What is this spirit of the people? It is none other than the Spirit of ’76, the revolutionary impulse. To bring things back around, it’s telling that the first instinct many American colonists had, in being oppressed, was to appeal to the king in the hope he would intervene and defend the people against the arrogance of a power-mongering Parliament. Sadly, this was a misunderstanding of the times. Even if King George III wanted to help, which he didn’t, the position of the monarchy had been defanged during the Glorious Revolution. There was no powerful king to stand up to a self-dealing aristocracy and plutocracy, the two beginning to overlap since the establishment of the English East India Company in 1600; later to become the infamous British East India Company that was the greatest foe of the colonists. That is why early American laws placed such stringent restrictions on corporate charters; only to be given to organizations to serve the public interest (infrastructure building, hospital management, etc); and generally to not last beyond the project’s completion or within a single generation, as defined by twenty years. But let’s step back, many centuries.

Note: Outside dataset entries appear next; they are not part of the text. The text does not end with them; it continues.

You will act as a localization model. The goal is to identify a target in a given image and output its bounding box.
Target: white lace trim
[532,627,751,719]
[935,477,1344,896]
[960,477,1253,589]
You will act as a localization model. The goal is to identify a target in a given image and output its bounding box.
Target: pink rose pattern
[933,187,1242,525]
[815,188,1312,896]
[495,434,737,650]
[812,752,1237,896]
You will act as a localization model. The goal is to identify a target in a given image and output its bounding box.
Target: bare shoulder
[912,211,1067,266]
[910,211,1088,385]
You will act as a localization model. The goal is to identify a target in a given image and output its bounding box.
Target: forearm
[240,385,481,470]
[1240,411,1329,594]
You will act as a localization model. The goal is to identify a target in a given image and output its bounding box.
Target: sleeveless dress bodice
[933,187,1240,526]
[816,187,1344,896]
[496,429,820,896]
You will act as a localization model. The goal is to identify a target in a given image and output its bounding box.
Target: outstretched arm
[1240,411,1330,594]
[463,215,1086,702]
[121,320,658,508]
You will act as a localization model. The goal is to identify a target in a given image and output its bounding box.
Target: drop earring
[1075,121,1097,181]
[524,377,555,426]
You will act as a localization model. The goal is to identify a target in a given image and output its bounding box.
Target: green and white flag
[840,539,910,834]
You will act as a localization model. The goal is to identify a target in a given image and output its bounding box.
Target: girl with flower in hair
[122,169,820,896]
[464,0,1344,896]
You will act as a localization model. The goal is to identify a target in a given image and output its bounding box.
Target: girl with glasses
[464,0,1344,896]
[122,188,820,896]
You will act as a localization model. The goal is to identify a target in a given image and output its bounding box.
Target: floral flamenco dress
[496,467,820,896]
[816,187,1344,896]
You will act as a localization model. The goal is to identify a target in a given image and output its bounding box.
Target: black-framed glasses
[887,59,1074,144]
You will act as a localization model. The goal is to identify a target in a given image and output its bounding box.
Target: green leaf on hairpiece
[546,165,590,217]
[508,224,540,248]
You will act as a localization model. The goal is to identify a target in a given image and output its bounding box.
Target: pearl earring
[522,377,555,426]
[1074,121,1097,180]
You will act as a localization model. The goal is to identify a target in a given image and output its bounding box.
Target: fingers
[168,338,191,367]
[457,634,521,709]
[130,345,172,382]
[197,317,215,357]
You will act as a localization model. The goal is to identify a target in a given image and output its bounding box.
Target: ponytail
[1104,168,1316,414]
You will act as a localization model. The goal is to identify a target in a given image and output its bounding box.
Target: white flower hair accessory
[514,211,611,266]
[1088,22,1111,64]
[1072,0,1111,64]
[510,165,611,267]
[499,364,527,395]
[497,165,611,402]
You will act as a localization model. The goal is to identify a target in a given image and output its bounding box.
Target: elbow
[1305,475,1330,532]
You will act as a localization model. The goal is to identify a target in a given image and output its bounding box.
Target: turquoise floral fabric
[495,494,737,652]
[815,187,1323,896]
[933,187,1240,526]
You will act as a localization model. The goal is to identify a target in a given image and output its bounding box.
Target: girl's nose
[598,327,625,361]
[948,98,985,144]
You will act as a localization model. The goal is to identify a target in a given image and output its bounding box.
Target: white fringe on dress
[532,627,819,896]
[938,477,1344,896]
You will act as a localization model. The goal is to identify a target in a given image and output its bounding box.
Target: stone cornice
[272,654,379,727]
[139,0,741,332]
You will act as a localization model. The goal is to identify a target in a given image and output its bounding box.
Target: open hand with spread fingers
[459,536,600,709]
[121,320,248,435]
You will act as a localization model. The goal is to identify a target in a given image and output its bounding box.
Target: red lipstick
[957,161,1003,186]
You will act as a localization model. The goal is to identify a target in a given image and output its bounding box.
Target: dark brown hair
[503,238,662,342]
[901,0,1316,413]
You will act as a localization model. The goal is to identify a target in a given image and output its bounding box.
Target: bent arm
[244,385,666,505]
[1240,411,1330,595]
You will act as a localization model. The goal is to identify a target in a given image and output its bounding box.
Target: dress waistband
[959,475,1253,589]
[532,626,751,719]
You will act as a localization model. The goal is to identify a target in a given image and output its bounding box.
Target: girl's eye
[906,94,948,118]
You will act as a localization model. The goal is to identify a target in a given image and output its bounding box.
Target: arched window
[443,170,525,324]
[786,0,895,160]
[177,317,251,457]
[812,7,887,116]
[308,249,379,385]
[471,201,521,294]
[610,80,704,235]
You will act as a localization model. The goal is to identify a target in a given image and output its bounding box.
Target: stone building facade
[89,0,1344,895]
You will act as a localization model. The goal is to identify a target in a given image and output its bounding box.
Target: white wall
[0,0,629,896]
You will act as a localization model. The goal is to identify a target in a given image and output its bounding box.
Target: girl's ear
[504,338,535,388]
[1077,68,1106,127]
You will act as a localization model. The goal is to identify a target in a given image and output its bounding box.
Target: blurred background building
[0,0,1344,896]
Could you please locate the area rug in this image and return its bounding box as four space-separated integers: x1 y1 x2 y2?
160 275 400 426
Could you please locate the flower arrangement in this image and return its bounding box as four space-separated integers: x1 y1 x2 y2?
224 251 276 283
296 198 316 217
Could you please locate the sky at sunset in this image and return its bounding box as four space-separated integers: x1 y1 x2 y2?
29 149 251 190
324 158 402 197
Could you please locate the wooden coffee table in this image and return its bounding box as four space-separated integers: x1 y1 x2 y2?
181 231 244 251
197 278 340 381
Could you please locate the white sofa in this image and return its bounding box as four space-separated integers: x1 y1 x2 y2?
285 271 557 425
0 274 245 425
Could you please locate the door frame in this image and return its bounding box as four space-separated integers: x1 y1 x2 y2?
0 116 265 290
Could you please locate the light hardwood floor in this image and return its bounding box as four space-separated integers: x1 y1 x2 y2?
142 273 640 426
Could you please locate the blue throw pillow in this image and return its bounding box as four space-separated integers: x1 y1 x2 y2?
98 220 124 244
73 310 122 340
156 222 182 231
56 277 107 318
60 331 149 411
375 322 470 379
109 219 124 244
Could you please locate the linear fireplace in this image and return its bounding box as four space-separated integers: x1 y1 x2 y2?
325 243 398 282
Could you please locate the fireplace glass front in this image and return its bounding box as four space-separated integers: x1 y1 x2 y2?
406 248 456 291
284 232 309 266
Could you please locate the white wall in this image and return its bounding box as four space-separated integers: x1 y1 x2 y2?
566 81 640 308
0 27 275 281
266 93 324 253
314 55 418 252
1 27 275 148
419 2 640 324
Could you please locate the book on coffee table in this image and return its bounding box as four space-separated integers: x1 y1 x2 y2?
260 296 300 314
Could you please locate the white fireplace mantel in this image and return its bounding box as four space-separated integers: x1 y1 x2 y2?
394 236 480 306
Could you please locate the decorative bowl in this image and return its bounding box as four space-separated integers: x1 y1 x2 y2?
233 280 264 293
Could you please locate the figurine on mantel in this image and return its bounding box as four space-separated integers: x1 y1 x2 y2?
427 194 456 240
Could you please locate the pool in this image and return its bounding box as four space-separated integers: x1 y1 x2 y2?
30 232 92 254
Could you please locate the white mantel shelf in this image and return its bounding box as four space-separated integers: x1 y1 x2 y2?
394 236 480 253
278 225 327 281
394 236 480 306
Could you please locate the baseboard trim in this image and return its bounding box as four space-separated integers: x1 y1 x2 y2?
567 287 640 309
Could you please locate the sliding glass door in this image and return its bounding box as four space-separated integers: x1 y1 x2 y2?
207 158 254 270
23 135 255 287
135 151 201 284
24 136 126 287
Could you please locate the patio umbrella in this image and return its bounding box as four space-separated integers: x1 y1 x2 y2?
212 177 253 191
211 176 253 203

This failure of the monarchy to live up to the Tory ideal of a united front, the king and the people, was nothing new. During the English Peasants’ Revolt of 1381, the peasants and their allies among the lower classes had, in seizing London, effectively taken hostage King Richard II. But they didn’t want to control the king, only to be heard by him. They thought the corrupt courtly advisers, not unlike J. R. R. Tolkien’s Gríma Wormtongue, were whispering lies into his ears; that if only he heard the truth, he would be won over to their cause. The king, under duress, agreed to their demands of justice and fairness but never honored them, after his troops regained control. The rebels were punished and killed for their efforts. Maybe in having learned this lesson, the next major populist revolt, the more successful English Civil War (AKA Wars of the Three Kingdoms), ended by beheading the king. From one revolt to the next, there was an emerging class consciousness amidst a worsening class war; with egalitarian rhetoric already heard in the 14th century and becoming proto-leftist leveling ideology by the 17th.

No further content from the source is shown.